La Côte d’Ivoire vient d’enregistrer une avancée importante dans la mobilisation des financements internationaux dédiés à la lutte contre le changement climatique. Réuni le 1er juillet 2026 à Douchanbé, au Tadjikistan, le Conseil d’administration du Fonds vert pour le climat (FVC) a approuvé un financement de 50 millions de dollars (soit plus de 25 milliards de FCFA) en faveur du projet « Renforcer la gestion durable des terres et les systèmes agroalimentaires résilients au changement climatique en Côte d’Ivoire » (LARACI).
Ce financement, qui sera déployé sur une période de cinq ans, est porté au niveau national par le ministère de l’Environnement et de la Transition écologique (MINETE), avec le Fonds interprofessionnel pour la recherche et le conseil agricoles (FIRCA) comme entité d’exécution. L’organisation internationale CGIAR System Organization intervient en qualité d’entité accréditée auprès du Fonds vert pour le climat.
L’approbation de ce projet traduit la confiance renouvelée du Fonds vert pour le climat envers la Côte d’Ivoire et vient renforcer les efforts engagés par les autorités ivoiriennes pour adapter le secteur agricole aux effets du changement climatique. Elle consacre également le rôle du FIRCA, devenu une institution de référence dans la mise en œuvre de projets climatiques et le financement du développement agricole.
Le projet LARACI ambitionne d’opérer une transformation durable des systèmes agricoles ivoiriens en favorisant une agriculture climato-intelligente. L’objectif est d’améliorer la résilience des producteurs face aux aléas climatiques, d’accroître leurs revenus, de renforcer la sécurité alimentaire et nutritionnelle tout en réduisant les émissions de gaz à effet de serre issues des activités agricoles.
Les interventions cibleront principalement les régions du N’Zi, du Moronou, de l’Iffou, de La Mé et du Gbêkê. Au total, le projet devrait bénéficier directement à près de 147 000 personnes, tandis que plus de 441 000 autres profiteront indirectement de ses retombées.
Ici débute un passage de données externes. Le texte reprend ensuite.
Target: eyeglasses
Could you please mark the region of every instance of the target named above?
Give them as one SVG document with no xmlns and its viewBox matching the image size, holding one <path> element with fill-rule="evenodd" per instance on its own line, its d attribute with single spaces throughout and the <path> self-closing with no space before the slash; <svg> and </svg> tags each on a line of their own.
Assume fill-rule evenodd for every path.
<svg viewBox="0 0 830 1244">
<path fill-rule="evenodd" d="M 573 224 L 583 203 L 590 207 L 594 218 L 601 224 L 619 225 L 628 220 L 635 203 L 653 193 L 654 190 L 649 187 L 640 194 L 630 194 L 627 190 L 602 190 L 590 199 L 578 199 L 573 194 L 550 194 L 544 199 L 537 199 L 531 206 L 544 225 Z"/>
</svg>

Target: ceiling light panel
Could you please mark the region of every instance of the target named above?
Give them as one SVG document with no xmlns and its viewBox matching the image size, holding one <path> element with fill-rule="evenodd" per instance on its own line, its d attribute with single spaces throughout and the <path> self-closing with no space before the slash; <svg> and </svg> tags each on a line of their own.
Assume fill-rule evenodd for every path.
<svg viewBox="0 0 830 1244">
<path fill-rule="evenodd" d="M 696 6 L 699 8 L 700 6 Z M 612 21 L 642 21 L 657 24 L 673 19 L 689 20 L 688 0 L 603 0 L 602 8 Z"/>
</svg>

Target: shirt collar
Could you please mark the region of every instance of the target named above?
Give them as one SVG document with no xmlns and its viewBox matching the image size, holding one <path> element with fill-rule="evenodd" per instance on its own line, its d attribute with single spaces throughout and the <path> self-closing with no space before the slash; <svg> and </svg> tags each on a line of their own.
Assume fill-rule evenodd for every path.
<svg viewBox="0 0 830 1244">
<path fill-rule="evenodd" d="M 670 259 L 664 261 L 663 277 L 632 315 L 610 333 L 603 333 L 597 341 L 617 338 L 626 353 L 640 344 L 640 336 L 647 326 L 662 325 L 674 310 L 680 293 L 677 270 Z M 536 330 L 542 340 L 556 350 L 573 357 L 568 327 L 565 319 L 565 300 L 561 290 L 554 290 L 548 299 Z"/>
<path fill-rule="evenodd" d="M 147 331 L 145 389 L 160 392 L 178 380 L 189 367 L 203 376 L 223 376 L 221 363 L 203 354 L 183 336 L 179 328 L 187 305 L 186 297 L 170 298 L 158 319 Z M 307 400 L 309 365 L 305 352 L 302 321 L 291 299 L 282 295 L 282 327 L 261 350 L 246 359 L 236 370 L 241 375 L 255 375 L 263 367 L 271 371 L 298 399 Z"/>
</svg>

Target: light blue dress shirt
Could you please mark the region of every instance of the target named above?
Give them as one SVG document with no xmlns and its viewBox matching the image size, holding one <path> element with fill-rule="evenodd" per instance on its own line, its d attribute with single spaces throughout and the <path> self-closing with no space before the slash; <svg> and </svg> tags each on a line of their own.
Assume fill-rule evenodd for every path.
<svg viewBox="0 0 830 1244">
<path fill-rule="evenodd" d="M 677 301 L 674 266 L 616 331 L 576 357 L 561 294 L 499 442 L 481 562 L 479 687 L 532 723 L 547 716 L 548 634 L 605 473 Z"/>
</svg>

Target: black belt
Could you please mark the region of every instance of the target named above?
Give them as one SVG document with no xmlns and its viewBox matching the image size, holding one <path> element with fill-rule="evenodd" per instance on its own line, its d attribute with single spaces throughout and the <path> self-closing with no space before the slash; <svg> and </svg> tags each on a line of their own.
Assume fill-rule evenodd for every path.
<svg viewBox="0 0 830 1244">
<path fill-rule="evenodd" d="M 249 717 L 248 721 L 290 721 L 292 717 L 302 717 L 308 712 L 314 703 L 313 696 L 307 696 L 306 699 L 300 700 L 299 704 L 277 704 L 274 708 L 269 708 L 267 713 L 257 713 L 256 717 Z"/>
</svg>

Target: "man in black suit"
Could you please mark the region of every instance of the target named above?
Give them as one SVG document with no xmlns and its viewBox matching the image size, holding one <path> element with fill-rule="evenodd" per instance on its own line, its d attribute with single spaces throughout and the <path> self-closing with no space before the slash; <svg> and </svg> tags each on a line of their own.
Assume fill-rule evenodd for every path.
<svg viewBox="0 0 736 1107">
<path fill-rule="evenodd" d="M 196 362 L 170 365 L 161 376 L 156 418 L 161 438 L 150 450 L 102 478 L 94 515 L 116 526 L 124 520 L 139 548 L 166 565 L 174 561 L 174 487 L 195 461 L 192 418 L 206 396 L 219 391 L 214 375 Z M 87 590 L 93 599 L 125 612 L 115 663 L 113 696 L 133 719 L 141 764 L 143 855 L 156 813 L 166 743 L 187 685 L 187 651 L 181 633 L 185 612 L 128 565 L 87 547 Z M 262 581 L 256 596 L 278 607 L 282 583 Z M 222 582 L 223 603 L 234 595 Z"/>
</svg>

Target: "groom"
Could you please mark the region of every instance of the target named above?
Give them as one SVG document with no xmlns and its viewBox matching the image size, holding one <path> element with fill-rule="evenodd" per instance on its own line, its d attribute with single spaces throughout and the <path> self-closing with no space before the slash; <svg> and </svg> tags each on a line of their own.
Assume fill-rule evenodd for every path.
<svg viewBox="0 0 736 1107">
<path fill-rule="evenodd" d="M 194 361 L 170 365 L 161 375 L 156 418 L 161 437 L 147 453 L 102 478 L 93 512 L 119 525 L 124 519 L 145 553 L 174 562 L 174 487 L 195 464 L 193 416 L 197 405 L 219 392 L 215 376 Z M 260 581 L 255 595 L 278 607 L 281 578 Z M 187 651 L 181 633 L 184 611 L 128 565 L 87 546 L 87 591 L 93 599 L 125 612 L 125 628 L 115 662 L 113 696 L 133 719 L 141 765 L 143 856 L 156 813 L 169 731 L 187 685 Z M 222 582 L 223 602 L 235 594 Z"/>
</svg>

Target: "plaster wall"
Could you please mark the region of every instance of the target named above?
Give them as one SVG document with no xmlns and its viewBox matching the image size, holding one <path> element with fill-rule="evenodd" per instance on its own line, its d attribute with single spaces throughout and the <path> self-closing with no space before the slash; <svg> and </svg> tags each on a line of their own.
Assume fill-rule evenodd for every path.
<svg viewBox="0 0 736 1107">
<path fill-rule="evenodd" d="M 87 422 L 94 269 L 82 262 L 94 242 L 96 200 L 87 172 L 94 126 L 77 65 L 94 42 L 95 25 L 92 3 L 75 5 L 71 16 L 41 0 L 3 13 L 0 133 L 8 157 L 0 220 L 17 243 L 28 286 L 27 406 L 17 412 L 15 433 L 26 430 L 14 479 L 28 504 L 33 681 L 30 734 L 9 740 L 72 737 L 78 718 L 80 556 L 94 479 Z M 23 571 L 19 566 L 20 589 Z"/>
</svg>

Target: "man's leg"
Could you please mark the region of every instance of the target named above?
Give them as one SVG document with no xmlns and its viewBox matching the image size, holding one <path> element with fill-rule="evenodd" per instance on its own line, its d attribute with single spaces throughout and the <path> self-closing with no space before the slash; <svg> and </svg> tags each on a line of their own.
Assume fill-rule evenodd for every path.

Les promoteurs estiment également que le projet permettra d’éviter l’émission d’environ 3,8 millions de tonnes équivalent CO₂ sur l’ensemble de son cycle de vie.
Sur le terrain, plusieurs actions sont prévues afin de renforcer l’adaptation du secteur agricole aux changements climatiques. Il s’agit notamment du développement du réseau agrométéorologique national, de la diffusion de conseils agroclimatiques adaptés aux producteurs, du renforcement des services de vulgarisation agricole, de l’amélioration de l’accès aux financements verts, ainsi que de la restauration des terres dégradées. Le projet prévoit également la promotion de l’agroforesterie, de pratiques de gestion durable de la fertilité des sols et de technologies résilientes au sein des filières riz, manioc et igname.
Pour les autorités ivoiriennes, cette nouvelle mobilisation financière confirme la capacité du pays à élaborer des projets répondant aux exigences des grands bailleurs internationaux en matière de climat. Elle s’inscrit dans une stratégie plus large visant à construire une agriculture plus productive, plus inclusive et capable de faire face aux défis environnementaux.
Cette approbation intervient quelques mois après une autre reconnaissance internationale obtenue par la Côte d’Ivoire. En mars 2026, le pays a été choisi pour accueillir le bureau régional Afrique du Fonds vert pour le climat, chargé de couvrir l’Afrique de l’Ouest, l’Afrique centrale ainsi qu’une partie de l’Afrique du Nord, consolidant ainsi sa position comme acteur majeur de la finance climatique sur le continent.